Borrowers may benefit too. Business loans originated by BDCs typically carry higher interest rates than are charged by banks, but the lending agreements are less covenant-driven, Manuel Henriquez, CEO of Hercules Technology Growth Capital, told CFO last November. “Because we are not regulated like a bank and have permanent capital on our balance sheet, we can work with a company through difficult times,” he said.
Goldman’s filing lays out why it’s attracted to this niche lending sector. For one, loans to middle-market companies are illiquid and unrated, making them increasingly unattractive to commercial banks–and hence ripe for other players. “Stakeholders in banks, including their shareholders, lenders, and regulators, continue to exert pressure to contain the amount of illiquid, unrated assets held on bank balance sheets,” the filing says. “Examples of this include moves to codify the Basel III accords in the U.S., which increase the regulatory capital charge for lower rated and unrated assets in most instances, and continued investor focus on the amount of illiquid assets whose fair value cannot be determined by using observable measures.”
Second, Goldman says, since the financial crisis, the amount of capital available to middle-market borrowers through the shadow-banking sector – which includes hedge and mezzanine funds, private equity firms, and structured vehicles – has shrunk significantly, thus diminishing competition in this sector. Shadow bankers “have struggled to attract investor interest in long-term capital commitments of the nature required to allow the managers of these vehicles to purchase illiquid assets such as middle-market loans,” the filing says.
Goldman defines middle-market as companies with EBITDA (earnings before interest, taxes, depreciation, and amortization) of between $5 million and $75 million annually. Loans and other investments from Liberty Harbor will have maturities between three years and 10 years and range in size from $5 million to $50 million, says the filing. While Liberty Harbor will originate loans, it will also pursue open-market secondary purchases.
Liberty Harbor Capital started operating in November 2012 with seed capital from Goldman Sachs Group. As of February 28, it had invested $73 million in eight companies. The portfolio has a mix of fixed- and floating-rate investments, the largest a $21.5 million senior secured loan to Affordable Care, a dental services company with 200 affiliated practices. It also holds $15 million of senior secured bonds of Dispensing Dynamics, a maker of paper towel and soap dispensers.

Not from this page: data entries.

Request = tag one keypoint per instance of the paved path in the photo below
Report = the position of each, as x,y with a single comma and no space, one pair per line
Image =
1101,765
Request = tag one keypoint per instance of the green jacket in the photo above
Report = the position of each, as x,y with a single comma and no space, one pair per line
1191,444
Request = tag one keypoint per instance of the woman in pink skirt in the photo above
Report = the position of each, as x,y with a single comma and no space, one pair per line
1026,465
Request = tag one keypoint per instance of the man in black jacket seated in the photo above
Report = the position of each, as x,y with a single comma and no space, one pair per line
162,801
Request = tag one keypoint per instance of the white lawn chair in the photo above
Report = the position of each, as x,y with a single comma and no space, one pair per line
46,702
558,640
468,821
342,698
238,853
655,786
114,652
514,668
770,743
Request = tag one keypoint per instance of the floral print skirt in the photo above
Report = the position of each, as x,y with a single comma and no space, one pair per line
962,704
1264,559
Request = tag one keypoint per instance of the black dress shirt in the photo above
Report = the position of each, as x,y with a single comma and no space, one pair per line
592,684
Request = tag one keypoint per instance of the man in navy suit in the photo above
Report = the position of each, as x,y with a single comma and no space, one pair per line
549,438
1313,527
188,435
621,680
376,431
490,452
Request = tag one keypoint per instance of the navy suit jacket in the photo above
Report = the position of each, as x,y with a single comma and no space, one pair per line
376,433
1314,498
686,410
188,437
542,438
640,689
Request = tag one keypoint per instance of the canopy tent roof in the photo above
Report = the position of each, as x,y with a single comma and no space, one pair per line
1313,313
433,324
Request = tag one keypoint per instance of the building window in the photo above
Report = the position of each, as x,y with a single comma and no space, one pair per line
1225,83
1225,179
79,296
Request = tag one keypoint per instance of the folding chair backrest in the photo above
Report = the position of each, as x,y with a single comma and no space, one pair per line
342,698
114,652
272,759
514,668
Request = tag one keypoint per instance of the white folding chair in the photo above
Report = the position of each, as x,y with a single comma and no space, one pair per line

In a majority of the loans on Liberty Capital’s books, borrowers pay more than 10% interest, and all but 9% of the dollars are in secured debt. The weighted average term of the instruments is 5.6 years.
By becoming a BDC, Liberty Harbor not only gets to tap the public market but can also issue debt to lower its cost of capital. Under BDC rules, however, total debt outstanding cannot exceed the firm’s total equity.
Another financing avenue for the Goldman unit could be credit from the federal government. Goldman said it will consider forming a Small Business Investment Company (SBIC) subsidiary of Liberty Capital. SBICs are privately held investment firms licensed by the Small Business Administration to provide venture capital to small businesses. They can borrow from the federal government at low rates. Goldman says it has not yet applied to the SBA for approval.
Goldman could also expand on its balance sheet by securitizing certain investments through a collateralized loan obligation (CLO). “This would involve contributing a pool of assets to a special-purpose entity, and selling debt interests in such entity on a non-recourse or limited-recourse basis to purchasers,” says the filing.
Up to 30% of Liberty Harbor’s capital can be invested outside middle-market company debt. Investment targets could include large U.S. companies, foreign companies, stressed or distressed debt, structured products, or private equity, the firm says in the filing.
The Goldman filing does not specify how much equity capital the Liberty Harbor unit is trying to raise from public investors. According to the Financial Times, BDCs raised $4 billion in equity in 2012, most of it in secondary offerings.
Large asset management firms KKR, THL, and TPG Capital have all launched BDCs the last three years. The Securities and Exchange Commission lists 136 business development companies, some of which have yet to sell shares to the public and some that have ceased operations.